For The Ink Well Creative Community
Parameters: Write for 15 minutes without stopping
“The Bible has all the answers.”
Surely you’ve heard this folk saying before, whether stated confidently by someone who actually believes it, or sarcastically by someone who might once have believed it but no longer does because when he or she finally brought a question to the book, nothing in its pages seemed relevant.
Often, when you encounter people of the second group, you learn that they have laid aside their trust in “an ancient book full of superstitions” in favor of science or reason or rationalism or humanism or methodological naturalism. In other words, what they’ve set aside is any form of mysticism. Whether because it failed them in the past, or because it never seemed a viable option in the first place, they are not comfortable with any knowledge that is apprehended outside of the intellect.
This, of course, is perfectly understandable.
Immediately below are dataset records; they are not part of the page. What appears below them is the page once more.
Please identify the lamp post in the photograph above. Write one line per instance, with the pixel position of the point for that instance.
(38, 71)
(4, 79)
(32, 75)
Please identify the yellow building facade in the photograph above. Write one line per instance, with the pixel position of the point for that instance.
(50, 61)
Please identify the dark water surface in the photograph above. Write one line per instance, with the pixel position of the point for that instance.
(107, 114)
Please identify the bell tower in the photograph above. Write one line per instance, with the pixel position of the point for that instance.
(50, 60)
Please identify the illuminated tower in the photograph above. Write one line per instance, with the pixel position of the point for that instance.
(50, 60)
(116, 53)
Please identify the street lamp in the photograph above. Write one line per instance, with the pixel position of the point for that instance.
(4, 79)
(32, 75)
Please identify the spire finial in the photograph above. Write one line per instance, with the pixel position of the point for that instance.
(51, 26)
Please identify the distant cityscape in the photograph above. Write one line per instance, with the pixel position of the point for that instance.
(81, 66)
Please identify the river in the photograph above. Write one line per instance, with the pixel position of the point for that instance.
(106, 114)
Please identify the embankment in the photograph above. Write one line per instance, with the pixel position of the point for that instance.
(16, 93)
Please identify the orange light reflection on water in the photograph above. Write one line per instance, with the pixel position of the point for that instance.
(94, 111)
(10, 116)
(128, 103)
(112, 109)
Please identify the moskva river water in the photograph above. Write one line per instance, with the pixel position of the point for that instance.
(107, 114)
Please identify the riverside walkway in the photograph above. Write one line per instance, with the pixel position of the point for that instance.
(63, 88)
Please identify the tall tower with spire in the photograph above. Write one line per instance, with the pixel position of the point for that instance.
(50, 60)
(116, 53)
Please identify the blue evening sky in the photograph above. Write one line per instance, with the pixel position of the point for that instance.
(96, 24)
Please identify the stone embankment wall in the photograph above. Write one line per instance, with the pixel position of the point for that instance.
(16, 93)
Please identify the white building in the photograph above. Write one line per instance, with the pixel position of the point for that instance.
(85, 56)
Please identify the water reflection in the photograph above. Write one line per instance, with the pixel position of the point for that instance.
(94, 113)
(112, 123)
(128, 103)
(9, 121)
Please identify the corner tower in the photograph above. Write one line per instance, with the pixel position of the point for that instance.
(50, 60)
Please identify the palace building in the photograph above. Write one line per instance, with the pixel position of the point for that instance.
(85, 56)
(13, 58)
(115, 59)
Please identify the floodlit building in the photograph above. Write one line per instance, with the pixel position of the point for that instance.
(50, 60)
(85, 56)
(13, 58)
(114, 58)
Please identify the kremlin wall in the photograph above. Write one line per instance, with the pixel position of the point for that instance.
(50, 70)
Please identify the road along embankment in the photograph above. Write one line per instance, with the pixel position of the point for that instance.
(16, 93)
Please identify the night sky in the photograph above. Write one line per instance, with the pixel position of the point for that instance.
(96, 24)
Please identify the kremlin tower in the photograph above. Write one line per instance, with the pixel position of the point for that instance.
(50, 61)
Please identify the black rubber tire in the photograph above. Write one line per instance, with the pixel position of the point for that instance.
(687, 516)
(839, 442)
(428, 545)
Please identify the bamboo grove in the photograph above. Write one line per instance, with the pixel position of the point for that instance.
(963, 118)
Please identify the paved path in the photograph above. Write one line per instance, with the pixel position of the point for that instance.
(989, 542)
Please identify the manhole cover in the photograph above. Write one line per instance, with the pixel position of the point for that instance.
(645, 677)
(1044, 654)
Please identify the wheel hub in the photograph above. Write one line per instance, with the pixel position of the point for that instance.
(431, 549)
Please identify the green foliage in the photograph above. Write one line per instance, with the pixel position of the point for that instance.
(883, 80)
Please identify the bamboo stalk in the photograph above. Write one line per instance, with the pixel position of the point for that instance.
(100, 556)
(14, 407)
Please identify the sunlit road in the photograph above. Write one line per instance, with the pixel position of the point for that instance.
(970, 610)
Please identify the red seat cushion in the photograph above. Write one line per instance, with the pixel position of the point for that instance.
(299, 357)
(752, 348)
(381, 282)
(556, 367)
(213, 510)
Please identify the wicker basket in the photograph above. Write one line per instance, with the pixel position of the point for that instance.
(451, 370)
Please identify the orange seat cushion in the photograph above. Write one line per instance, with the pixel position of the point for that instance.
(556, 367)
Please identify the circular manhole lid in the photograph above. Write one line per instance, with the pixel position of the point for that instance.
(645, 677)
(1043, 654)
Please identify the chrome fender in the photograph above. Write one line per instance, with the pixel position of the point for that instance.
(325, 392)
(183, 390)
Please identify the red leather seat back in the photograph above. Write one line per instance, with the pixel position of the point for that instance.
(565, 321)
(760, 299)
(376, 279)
In the absence of cold, hard facts (though why facts must be “cold” and “hard,” I’ve never understood), having faith in something will always mean holding hands with doubt and uncertainty. Some people would rather avoid the feeling. Certainty is a matter of the will, and if it can’t always be effected, it can at least be feigned.
I’ve talked with people who’ve told me, among other things, that they don’t like how the Bible addresses the formation of our planet and the rest of the cosmos. They claim that if there really was a divine being behind its creation, then certainly the Bible would include more details. But, instead, there’s just a short poem that scientific research has already proven to be inaccurate.
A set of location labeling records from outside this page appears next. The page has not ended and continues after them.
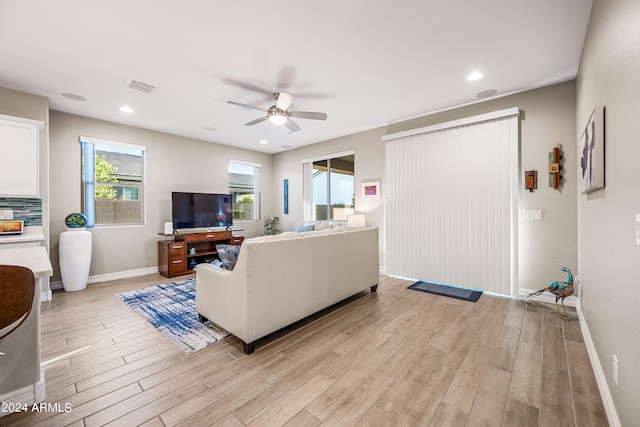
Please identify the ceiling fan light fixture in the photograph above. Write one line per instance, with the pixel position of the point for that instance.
(278, 119)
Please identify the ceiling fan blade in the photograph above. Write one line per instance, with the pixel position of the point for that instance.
(284, 101)
(253, 107)
(307, 115)
(292, 126)
(248, 86)
(256, 121)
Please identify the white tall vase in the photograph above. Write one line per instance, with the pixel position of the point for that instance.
(75, 258)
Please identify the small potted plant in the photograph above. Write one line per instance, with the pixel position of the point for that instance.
(271, 225)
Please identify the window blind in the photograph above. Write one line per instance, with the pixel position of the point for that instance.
(452, 202)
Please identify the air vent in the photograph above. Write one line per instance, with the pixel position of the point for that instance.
(139, 86)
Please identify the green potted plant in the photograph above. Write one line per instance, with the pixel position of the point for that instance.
(271, 225)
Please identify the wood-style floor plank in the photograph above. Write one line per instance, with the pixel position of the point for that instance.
(394, 357)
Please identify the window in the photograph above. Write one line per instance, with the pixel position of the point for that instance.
(244, 186)
(112, 182)
(330, 188)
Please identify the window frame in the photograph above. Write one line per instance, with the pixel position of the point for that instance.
(307, 199)
(257, 189)
(88, 150)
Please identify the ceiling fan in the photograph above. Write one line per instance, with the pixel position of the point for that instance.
(279, 114)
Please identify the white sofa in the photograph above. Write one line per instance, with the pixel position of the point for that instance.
(281, 279)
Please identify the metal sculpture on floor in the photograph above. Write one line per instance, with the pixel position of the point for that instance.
(561, 290)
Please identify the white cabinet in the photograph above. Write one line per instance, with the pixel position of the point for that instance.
(19, 166)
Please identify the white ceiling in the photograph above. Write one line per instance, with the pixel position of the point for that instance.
(364, 63)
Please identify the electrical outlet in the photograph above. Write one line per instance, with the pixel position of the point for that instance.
(6, 214)
(533, 215)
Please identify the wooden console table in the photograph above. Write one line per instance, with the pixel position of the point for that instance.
(185, 251)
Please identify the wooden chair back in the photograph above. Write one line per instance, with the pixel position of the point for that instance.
(17, 289)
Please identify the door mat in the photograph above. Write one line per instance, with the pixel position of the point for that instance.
(446, 291)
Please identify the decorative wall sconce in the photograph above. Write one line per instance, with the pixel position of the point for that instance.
(531, 180)
(556, 167)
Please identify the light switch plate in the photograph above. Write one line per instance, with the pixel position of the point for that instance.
(533, 215)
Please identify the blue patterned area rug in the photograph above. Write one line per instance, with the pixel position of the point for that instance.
(171, 308)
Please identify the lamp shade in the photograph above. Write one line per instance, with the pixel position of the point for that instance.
(356, 220)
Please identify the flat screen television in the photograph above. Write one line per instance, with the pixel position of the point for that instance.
(201, 210)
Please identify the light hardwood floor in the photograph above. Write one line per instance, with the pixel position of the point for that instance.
(395, 357)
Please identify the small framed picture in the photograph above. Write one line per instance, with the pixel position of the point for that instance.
(371, 190)
(592, 152)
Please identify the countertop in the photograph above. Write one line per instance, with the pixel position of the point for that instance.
(34, 258)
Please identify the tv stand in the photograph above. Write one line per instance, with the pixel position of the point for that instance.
(186, 250)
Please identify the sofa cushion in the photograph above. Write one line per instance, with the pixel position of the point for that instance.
(228, 254)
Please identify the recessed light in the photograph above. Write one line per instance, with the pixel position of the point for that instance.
(74, 97)
(486, 93)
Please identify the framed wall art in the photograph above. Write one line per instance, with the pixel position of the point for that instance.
(371, 190)
(592, 152)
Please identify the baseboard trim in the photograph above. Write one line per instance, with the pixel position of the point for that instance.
(601, 379)
(28, 395)
(112, 276)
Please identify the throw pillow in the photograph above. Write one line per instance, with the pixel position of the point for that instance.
(228, 254)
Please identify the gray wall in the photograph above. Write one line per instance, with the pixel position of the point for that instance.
(548, 118)
(173, 163)
(608, 257)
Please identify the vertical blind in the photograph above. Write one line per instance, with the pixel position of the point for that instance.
(452, 202)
Sometimes, I ask them why they can’t have the kind of unwavering faith in God that they seem to have in the scientific method.
They respond by saying that their allegiance to science has nothing to do with faith, but rather with facts. They tell me that science explains mysteries, while religion merely hopes that one day Someone will reveal the purposes of those mysteries.
I don’t ask the questions that come to my mind next, usually because I already sense the conversation has taken a turn for the worse. I’m not sure they’re mindful of it, but I’ve found that when you begin speaking about faith to a person who has cast it aside in favor of reason, you’ve often encountered a point of view that believes the two are mutually exclusive. That faith and reason have no relationship with each other. This, of course, is a fallacy, but in a culture consumed by competition, it is difficult to see past the versus archetype.
But if I could ask them my questions, I would ask them, “Why do we laugh?”
It is one of the questions I took to the scientific method, but found no reasonable explanation. It is a mystery that has yet to be sufficiently answered.
I would ask them, “Why are human beings so often kind to each other?”
It is another question I’ve turned to science and reason and methodological naturalism to explain to me, but the only answer they can give is a shrug of the shoulders and the words, “We shouldn’t be.”
The Bible doesn’t explain these questions either – at least not in the way a rationalist would appreciate – but that is the point. Such fundamental elements of human existence remain unexplained. They remain mysteries. And even if someone rejects mysticism, he or she cannot fully escape mystery. Sure, perhaps one day the scientific method will finally reveal the reason why human beings laugh, or why we offer kindness to others even when no personal benefit comes of it. After all, science has shown a great track record for discovery.
But amidst these answers, other mysteries remain. Because the two are not polar opposites. They are not at odds, but in relationship with one another.
I don’t know about you, but that thought fills me with joy. I’m not sure why.